When parents give the reason “Because I told you so,” they create a demotivating environment. Developmentally, teenagers are seeking to establish themselves as their own person, independent from their parents. Give your teenager a say in what and how things are done. If your teenager has had a say in setting the agenda and the timetable they will be much more motivated to participate.
3. Let Them Learn From Failure
When parents constantly step and rescue their teen’s from failing they undermine their teenager’s ability to grow up. No parent wants to see their kids fail, but it is through failure that we grow and learn to improve.
What gives a task significance is the consequences or what is at stake if it doesn’t get done. When parents prevent teens from experiencing the consequences of failure they rob a task of it’s significance, and hence their teenager’s motivation to do better next time.
If your teen chooses not to study for an exam and fails they are more likely to be motivated next time. Parents can maximize these opportunities by asking questions rather than giving lectures. Discuss with your teen how they feel about the outcome, what they might do different next time and ask if there is anything they need from you to help them.
4. Help Them to Remember
It is not always the case that teenagers don’t do things because they are not motivated, often they fail to follow through simply because they forget. The reality is teenagers, particularly younger ones, are hardwired to forget.
With all the stuff going on in their life it is very easy for teenagers to get distracted and forget. They need help to remember what they committed to do and to get organized. Teaching your teens to be organized and remember is part of what parent’s need to do. Work with your teen to develop methods of remembering that don’t require you to be involved.
5. Make It Achievable
Sometimes it is the size of the task that teenagers find hard.
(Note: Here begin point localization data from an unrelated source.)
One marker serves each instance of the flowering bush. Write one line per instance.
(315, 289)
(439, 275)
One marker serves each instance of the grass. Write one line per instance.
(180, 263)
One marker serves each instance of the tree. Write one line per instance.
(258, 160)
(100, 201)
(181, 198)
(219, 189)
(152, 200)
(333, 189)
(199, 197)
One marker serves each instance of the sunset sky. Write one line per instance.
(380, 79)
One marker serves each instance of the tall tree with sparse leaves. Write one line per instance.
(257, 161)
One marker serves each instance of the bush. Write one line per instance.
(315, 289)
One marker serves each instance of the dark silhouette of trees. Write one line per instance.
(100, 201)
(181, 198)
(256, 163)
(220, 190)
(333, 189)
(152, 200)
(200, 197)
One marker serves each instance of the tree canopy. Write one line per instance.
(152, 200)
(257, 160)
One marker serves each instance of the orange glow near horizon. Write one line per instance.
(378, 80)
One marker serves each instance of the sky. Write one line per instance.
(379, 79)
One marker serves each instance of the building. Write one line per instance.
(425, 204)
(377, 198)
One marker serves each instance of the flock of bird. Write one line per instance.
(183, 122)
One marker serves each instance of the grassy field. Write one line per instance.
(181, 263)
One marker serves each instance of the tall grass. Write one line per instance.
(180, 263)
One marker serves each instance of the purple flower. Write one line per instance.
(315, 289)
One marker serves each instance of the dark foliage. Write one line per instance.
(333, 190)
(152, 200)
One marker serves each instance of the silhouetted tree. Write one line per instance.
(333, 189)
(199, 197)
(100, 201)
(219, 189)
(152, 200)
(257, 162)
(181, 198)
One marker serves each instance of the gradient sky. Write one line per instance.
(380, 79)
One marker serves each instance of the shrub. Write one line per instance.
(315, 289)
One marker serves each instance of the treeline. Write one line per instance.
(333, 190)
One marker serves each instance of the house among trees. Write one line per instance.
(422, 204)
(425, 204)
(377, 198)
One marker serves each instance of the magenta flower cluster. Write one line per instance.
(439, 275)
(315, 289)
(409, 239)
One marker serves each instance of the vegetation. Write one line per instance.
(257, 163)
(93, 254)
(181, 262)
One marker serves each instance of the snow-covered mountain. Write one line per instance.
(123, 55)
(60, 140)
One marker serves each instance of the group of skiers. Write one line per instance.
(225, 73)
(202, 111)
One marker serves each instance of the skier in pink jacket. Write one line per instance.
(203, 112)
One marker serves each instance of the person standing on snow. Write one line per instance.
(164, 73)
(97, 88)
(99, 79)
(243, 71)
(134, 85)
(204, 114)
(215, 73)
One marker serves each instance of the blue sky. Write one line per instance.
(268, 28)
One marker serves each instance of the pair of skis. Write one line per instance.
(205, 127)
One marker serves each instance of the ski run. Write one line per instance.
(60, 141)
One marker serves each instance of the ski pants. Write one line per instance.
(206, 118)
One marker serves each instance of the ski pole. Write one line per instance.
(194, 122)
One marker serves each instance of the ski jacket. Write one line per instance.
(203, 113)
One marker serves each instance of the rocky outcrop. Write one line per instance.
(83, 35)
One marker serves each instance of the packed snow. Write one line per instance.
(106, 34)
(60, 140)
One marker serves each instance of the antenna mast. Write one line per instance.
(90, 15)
It isn’t that they don’t want to do it, but rather they don’t know where to start and it all looks to hard.
If your teen is putting off getting started, it can sometimes be helpful to sit down with them to find out how they are feeling about getting it done. Do they know where to start? Maybe they feel scared about failing?
Whatever the reason, offering to help your teen think through a process for getting the job done could be just the thing they need. Break the task up into a series of smaller achievable tasks with shorter deadlines. Teenagers often struggle with long term planning, but respond well to more immediate time horizons. By helping your teen come up with a series of small steps, you empower them to work their way through the task.
6. Provide Incentives
As mentioned earlier not all tasks have an obvious consequence that can be used as motivation. Some school assignments are just there to be done, and some chores don’t seem to make a great deal of difference to the immediate quality of life.
Even more importantly, some tasks can’t be linked to larger outcomes in a way that motivates a teenager. For teenager’s who lack confidence or natural ability, the motivation to do better in certain subjects at school can be very hard to find.
For these type of instances providing an additional incentive can help generate motivation where otherwise there would be none. By offering rewards for effort, improvement or participation, you reinforce in your teenager the values of trying and perseverance rather than rewarding the act of giving up or resigning.
7. Make It Fun
This motivational principle applies to people of all ages, not just teens. Most people are more motivated to do something fun rather than something boring.
Fun is the key ingredient to getting teens active and motivated. Remember what you enjoy may not be what your teen enjoys. Be sure to show interest and value whatever it is that your teen considers interesting and fun.
If your teenager can learn something by playing games, watching a movie, or searching the Internet then encourage them to do it. Using technology as part of any task makes it instantly more appealing to young people today.